While the issuance pace has not subsided, there is a growing concern that the market could seize up if the Covid-19 infection rate rises sharply as many states open up after lock downs. A number of states have seen infection rates, hospitalizations and death rates plateau and decline since implementing various measures to combat the spread of the virus.

“There is concern about reopening too soon, and then being in a position of having to issue in an inopportune market versus preserving liquidity ahead of time,” said Todd Mahoney, head of fixed-income syndicate at UBS.

“I don’t think companies are going to regret issuing at these levels and preserving liquidity in advance of some potential troubled times ahead.”

Even as fatigue is setting in among the investors who have absorbed nearly US$1trn of IG debt year-to-date, borrowers still managed to price more than US$48bn in the market this week ahead of the Memorial Day weekend.

Investors are increasingly gravitating to a select pool of higher-quality names to deal with the unrelenting supply, said Meredith Contente, managing director of corporate high grade credit at Amherst Pierpont.

“People are risk adverse right now because they don’t know when we’ll see another spike,” she said.

“Until we’ve seen some evidence that reopening in states aren’t causing a resurgence of the virus, they are going to gravitate toward the higher-quality names and only dip their toes in the Triple Bs if we don’t see that resurgence.”

Even if the economy does open up safely, there has been a psychological toll on the American consumer that is not likely to go away soon.

In a survey of corporate managements conducted by Citigroup, more than half of respondents are expecting a “U-shaped” recovery while just 13% expect a sharp and quick “V-shaped” recovery out of the recession.

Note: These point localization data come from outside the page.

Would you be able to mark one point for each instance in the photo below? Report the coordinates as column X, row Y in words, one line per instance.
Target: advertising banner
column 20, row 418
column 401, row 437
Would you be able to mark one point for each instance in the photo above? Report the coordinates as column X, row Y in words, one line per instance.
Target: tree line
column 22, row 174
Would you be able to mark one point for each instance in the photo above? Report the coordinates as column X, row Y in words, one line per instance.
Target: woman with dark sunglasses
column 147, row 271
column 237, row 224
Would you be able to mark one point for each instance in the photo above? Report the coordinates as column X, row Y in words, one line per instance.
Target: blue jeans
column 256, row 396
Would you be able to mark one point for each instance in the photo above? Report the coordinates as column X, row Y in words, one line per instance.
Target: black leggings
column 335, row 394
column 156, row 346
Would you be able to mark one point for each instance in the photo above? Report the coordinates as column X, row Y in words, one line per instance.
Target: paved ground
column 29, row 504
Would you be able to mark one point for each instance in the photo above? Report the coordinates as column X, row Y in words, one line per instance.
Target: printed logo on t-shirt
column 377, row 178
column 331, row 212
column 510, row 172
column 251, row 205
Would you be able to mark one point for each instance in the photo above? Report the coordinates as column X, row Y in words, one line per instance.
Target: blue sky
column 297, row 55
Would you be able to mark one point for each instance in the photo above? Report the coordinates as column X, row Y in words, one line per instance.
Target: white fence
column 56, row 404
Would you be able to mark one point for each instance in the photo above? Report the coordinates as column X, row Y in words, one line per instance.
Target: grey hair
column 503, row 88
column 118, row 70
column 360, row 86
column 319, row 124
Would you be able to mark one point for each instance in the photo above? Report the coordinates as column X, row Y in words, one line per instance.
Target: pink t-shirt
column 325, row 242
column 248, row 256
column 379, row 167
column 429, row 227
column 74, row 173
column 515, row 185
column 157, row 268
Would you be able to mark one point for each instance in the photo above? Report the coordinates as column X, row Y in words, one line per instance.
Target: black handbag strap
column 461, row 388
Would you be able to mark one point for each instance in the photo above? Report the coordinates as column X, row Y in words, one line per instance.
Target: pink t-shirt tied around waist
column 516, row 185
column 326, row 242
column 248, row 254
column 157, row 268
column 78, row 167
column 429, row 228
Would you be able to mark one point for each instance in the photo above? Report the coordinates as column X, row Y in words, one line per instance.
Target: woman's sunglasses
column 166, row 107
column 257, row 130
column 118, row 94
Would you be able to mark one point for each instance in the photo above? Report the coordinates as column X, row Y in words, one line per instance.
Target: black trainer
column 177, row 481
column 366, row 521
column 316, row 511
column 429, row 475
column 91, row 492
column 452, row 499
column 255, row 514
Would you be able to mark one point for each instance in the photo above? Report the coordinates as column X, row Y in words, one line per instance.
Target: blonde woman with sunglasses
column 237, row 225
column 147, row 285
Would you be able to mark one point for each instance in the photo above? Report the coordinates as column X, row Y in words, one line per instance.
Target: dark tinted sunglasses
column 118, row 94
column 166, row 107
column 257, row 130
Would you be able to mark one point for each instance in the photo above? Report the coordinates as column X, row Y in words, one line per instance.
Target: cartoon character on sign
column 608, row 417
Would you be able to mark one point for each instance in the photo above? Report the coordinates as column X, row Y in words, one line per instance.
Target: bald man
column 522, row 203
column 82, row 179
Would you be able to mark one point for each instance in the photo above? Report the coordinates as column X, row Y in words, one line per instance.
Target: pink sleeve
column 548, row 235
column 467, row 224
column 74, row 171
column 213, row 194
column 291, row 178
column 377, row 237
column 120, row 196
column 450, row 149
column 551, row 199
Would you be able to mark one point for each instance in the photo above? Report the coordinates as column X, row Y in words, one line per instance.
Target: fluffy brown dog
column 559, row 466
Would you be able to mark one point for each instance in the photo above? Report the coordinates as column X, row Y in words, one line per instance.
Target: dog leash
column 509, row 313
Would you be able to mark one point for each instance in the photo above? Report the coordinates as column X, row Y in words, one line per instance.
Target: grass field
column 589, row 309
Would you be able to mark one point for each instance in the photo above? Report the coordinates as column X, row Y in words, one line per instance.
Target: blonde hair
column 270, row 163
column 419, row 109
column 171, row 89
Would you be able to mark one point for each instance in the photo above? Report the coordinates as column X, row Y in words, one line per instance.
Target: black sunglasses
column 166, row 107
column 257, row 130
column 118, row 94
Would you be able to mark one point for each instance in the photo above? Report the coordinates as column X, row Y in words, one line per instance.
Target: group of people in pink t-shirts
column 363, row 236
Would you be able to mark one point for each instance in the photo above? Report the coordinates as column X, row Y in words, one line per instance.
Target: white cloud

“Even if you open up the economy the risk is that activity is very slow to come back and it never really comes back fully until you have a vaccine,” said Hans Mikkelsen, head of US high grade strategy at Bank of America.

“Probably the worst thing that can happen is the economy opens up and then you have to shut it back down, and then you start wondering how many times are we going to have to do this?”


Despite these concerns, the rally in credit has been strong.

Average US credit spreads tightened to 201bp over Treasuries this week in from the wides of 400bp of in March before the Federal Reserve announced its corporate credit facility, according to ICE BofA data.

Spread even jolted 20bp tighter this week on news that a vaccine developed by Massachusetts-based pharmaceutical company Moderna showed encouraging results in an early trial of eight volunteers.

Additionally, companies such as Inovio and Pfizer as well as researchers at Oxford have begun early human tests of the vaccine, which helped push average credit spreads 20bp tighter on the week.